CA Counties Respond to Renewable Energy and Conservation Plan

Seven California counties are pushing back against an 8,000 page renewable energy and conservation plan released last September.

According the LA Times, the Desert Renewable Energy Conservation Plan aims to “streamline permitting processes for development of renewable energy generation and transmission, while simultaneously enforcing environmental regulations protecting species such as the desert tortoise, along with tribal lands and public recreation areas.”

All in all, the plan has set its sight on over 22 million acres of public and private land across the state, with initial focus placed on 10 million acres of public land. 

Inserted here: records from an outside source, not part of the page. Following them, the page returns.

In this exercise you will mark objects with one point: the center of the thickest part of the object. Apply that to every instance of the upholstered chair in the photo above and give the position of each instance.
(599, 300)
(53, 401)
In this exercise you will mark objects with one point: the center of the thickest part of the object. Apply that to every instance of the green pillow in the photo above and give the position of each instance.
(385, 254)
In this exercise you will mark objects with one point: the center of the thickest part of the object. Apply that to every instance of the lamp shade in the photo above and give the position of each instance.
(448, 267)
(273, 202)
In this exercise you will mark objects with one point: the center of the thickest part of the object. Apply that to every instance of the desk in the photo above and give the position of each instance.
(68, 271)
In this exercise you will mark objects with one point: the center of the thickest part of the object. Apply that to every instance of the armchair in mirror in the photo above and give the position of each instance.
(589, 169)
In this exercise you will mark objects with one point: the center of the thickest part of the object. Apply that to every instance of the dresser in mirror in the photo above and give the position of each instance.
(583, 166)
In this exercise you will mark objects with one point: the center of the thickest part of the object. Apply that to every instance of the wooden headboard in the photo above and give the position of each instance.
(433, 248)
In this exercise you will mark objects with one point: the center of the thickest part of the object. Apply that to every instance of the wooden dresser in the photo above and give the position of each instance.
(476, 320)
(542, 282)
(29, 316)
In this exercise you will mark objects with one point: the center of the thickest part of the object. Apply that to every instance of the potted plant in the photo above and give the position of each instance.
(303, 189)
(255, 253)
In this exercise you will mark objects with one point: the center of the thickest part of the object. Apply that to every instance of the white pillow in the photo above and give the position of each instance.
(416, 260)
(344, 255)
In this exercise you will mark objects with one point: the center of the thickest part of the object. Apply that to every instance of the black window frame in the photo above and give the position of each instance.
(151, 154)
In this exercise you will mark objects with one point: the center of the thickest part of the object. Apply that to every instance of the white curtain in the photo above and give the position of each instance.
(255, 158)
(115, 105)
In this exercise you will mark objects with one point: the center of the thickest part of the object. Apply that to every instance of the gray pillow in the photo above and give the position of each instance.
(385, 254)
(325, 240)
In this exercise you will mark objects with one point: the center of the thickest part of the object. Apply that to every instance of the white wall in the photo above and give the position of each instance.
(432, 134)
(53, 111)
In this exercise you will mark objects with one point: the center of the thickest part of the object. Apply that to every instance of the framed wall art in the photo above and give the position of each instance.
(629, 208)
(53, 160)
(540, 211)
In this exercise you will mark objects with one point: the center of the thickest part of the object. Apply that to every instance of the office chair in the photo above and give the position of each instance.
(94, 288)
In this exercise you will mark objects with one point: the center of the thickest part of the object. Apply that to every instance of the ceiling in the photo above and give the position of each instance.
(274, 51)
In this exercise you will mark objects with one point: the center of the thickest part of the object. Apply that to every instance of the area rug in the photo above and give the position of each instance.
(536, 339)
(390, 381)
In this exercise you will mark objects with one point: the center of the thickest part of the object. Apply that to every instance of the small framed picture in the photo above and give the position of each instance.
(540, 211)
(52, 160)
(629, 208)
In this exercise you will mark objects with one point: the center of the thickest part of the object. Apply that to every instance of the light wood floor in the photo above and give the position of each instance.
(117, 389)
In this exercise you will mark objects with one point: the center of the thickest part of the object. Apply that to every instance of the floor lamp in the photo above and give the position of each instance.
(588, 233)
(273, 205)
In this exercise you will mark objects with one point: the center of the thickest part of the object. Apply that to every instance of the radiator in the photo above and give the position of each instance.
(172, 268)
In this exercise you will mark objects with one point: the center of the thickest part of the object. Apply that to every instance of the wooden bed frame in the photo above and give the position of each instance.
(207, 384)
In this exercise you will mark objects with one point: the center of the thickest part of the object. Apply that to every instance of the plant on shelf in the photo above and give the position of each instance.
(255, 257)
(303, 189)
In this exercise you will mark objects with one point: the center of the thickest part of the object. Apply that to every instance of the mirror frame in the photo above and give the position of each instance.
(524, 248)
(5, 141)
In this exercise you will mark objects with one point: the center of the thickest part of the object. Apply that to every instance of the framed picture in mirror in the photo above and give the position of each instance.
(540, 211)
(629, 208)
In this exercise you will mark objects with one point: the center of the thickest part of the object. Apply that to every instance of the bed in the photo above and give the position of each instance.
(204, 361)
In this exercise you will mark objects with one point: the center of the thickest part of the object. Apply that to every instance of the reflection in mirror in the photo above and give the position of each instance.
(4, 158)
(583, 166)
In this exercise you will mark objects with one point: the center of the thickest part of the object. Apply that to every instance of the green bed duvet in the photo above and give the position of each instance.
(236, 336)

The most stringent critics of the plan – including Los Angeles, San Diego, Imperial, Kern, Riverside, San Bernardino and Inyo Counties – have voiced deep concerns. San Bernardino and Imperial County officials expressed dismay at the plan’s lack of a thorough cost benefit analysis and complained that certain proposed conservation zones would restrict key economic opportunities, including mining and agriculture. Other counties are concerned about losing tax revenues from a key state tax exemption for solar projects that was extended through 2025.  

As a result of the push back from local governments, state and federal proponents of the plan have announced that they will approach implementation in strides, and seek to resolve local issues on a “county-by-county” basis.